Photo by Michael Owens/Zuffa LLC/Zuffa LLC
It looks like “Plant Man,” a product of Nate Diaz’s Game Up supplement company may have been the product behind the fighter’s flagged drug tests that nearly saw him pull out of UFC 244.
One of the most consistently vexing problems for fighters competing in the UFC is their relationship with the incredibly shady nutritional supplement industry. While some will debate the necessity for anyone to use supplements on a regular basis, for many athletes training multiple times a day (and looking for any recovery edge they can get) taking pills and powders often seems like a necessity.
Given the highly unregulated nature of the vitamin and supplement market, that puts athletes at a high risk for ingesting products tainted with performance enhancing drugs. Even, as it turns out, when they own the company producing them. That seems to be the awkward position Nate Diaz has found himself in.
Diaz recently ran into some trouble with USADA ahead of his planned bout against Jorge Masvidal at UFC 244. The drug testing organization flagged samples provided by Diaz for a “prohibited SARM (Selective Androgen Receptor Modulator), known as LGD-4033.” The limited amount of the substance present in his samples meant that Diaz was neither sanctioned, nor suspended—although he did nearly pull out of his bout against Masvidal on his own accord.

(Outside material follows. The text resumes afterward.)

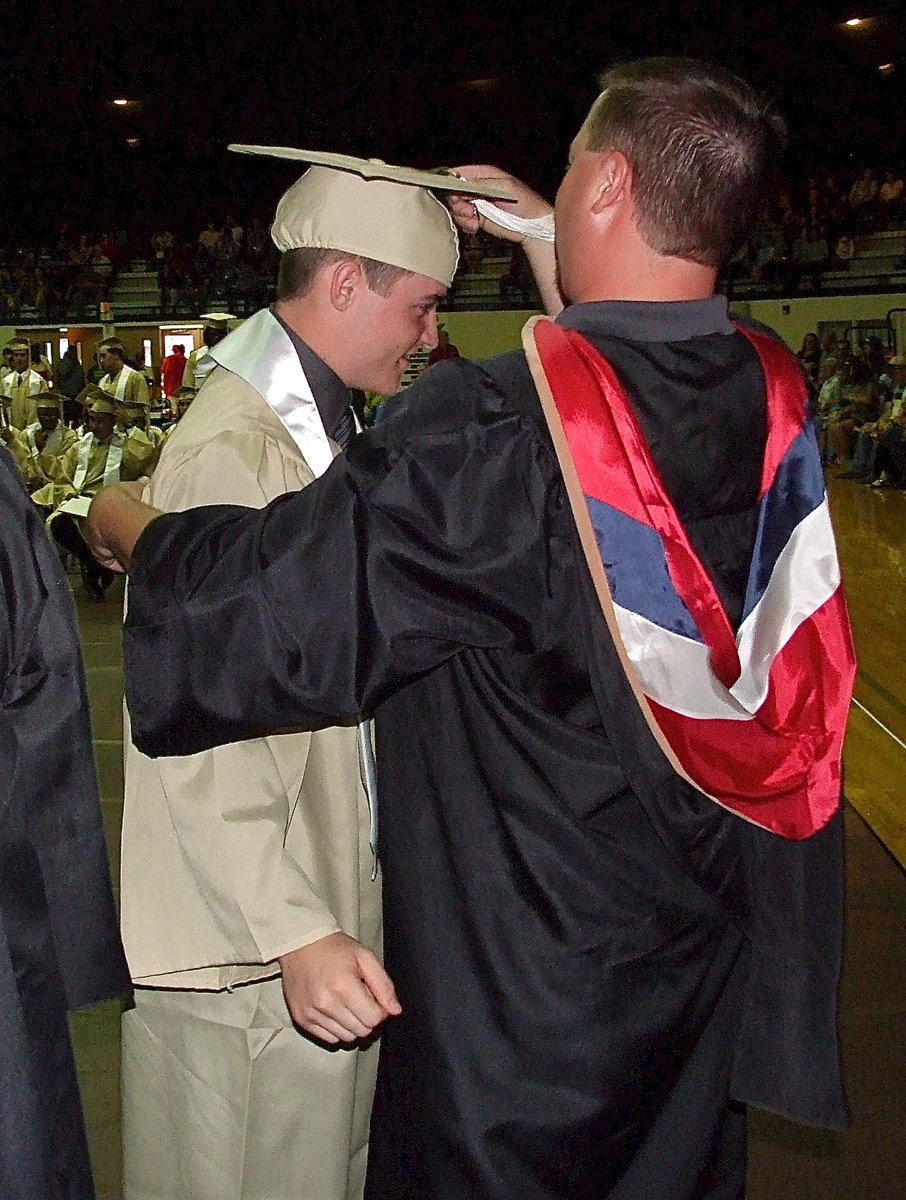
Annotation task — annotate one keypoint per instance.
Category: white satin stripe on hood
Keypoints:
(672, 667)
(261, 353)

The fight went ahead as planned, with Diaz losing via a controversial 3rd round doctor stoppage, on November 2nd, at Madison Square Garden. However, (h/t to @dimspace on twitter) in a month and a half later – on December 19th – USADA partner Supplement411.org added a new supplement to their “High-Risk List.” The product? “Plant Man Multivitamin,” one of the core products produced by Game Up Nutrition.
Game Up first hit the market in 2018, a Facebook account for the company lists it as “Nick and Nate Diaz’s Game Up.” Plant Man is among the products shown on the company’s social media platforms, although it does not appear to be available on the Game Up website. In an interview back in June with Ariel Helwani, ahead of his bout with Anthony Pettis, Nate spoke about his role in starting the supplement and CBD manufacturing business.

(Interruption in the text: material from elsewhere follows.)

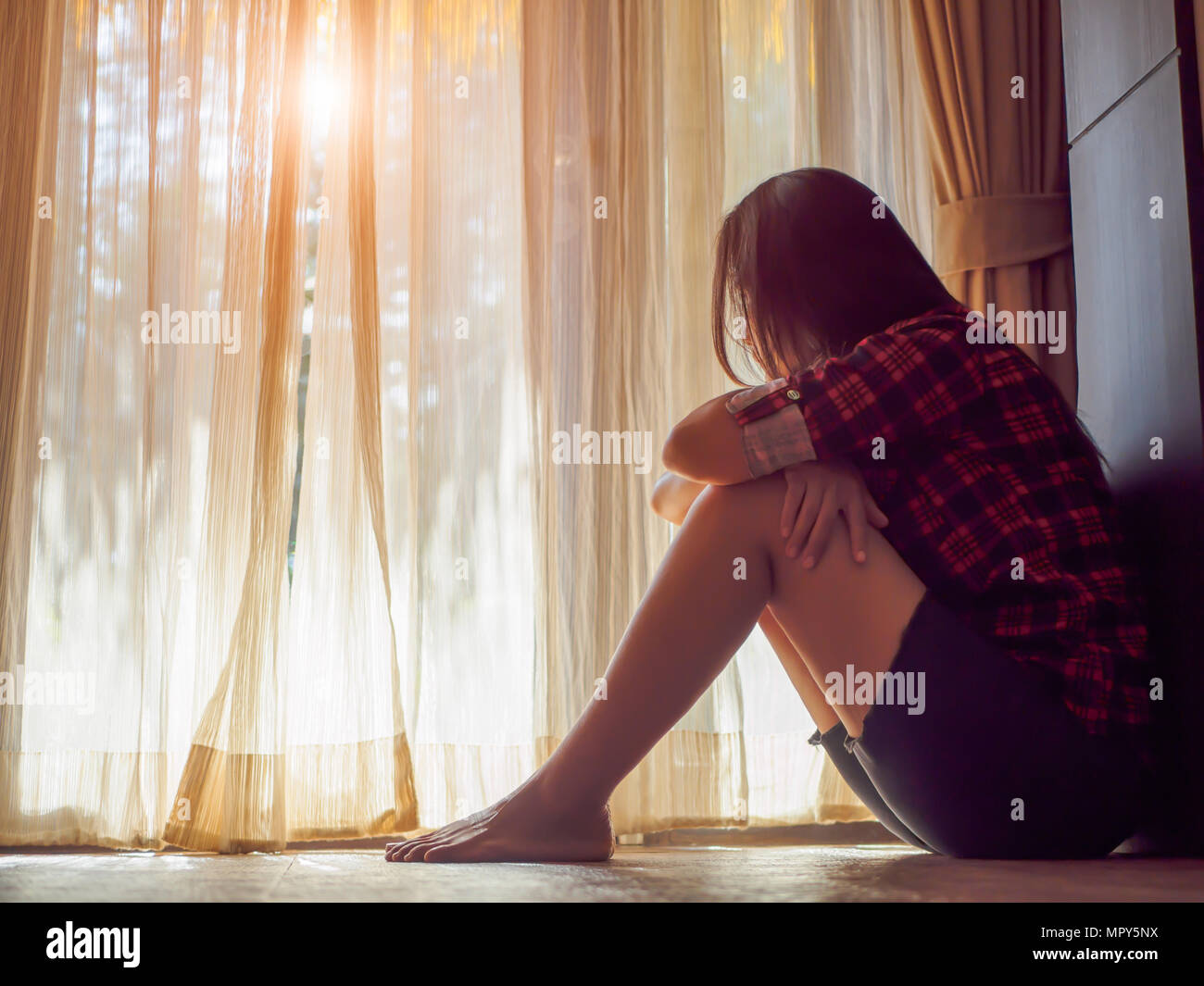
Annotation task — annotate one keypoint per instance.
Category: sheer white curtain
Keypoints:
(508, 216)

“Game Up CBD, see, that’s my company,” Nate told Helwani. “That’s CBD, all CBD, no psychoactive—and we’re doing that now. Since the CBD has blown up for everybody else now, I’m like, ‘What the fuck?’ … So, we got the best stuff there is, the best stuff I like. The liquids, the balms, all that shit. And then we made the same ingredient type of stuff, the best stuff I like, and we made our own brand. It’s gonna be a lifestyle brand, we’re gonna do all kinds of cool shit.”
A request for comment from Game Up about their manufacture of the product, and about Nate’s use of the product did not yield a response at the time of publishing. However, as noted in a very thorough breakdown of the situation from TheBodyLock.com, the substance responsible for USADA flagging Nate’s sample was described in a UFC statement as “two bottles of the same organic, vegan, plant-based daily mulivitamin.” And it just so happens that description, along with the LGD-4033 contaminant, makes Plant Man about the only thing on the High-Risk List that fits Nate’s situation.
From the image above, however, it appears that Diaz is lucky his samples only came up positive for LGD-4033 (the only ingredient found in the open bottles tested). Other, sealed bottles also tested positive for Ostarine—a substance that has been the cause for ongoing drug testing problems for not only Jon Jones, but also Sean O’Malley, Marvin Vettori, and Nicco Montano.
Unfortunately where exactly the blame lies for the unlisted ingredients in Plant Man is harder to pin down. Because supplements are often manufactured and bottled in facilities that create a large number of products for many different brands, tainting can occur at multiple points in the process. Some companies may use unlisted ingredients as a way to get their products to do the things that they claim to do, but – for many others – the presence of foreign substances is just a byproduct of an industry operating with little oversight, or interest in regulation. That’s a lesson it seems Nate Diaz had to find out the hard way.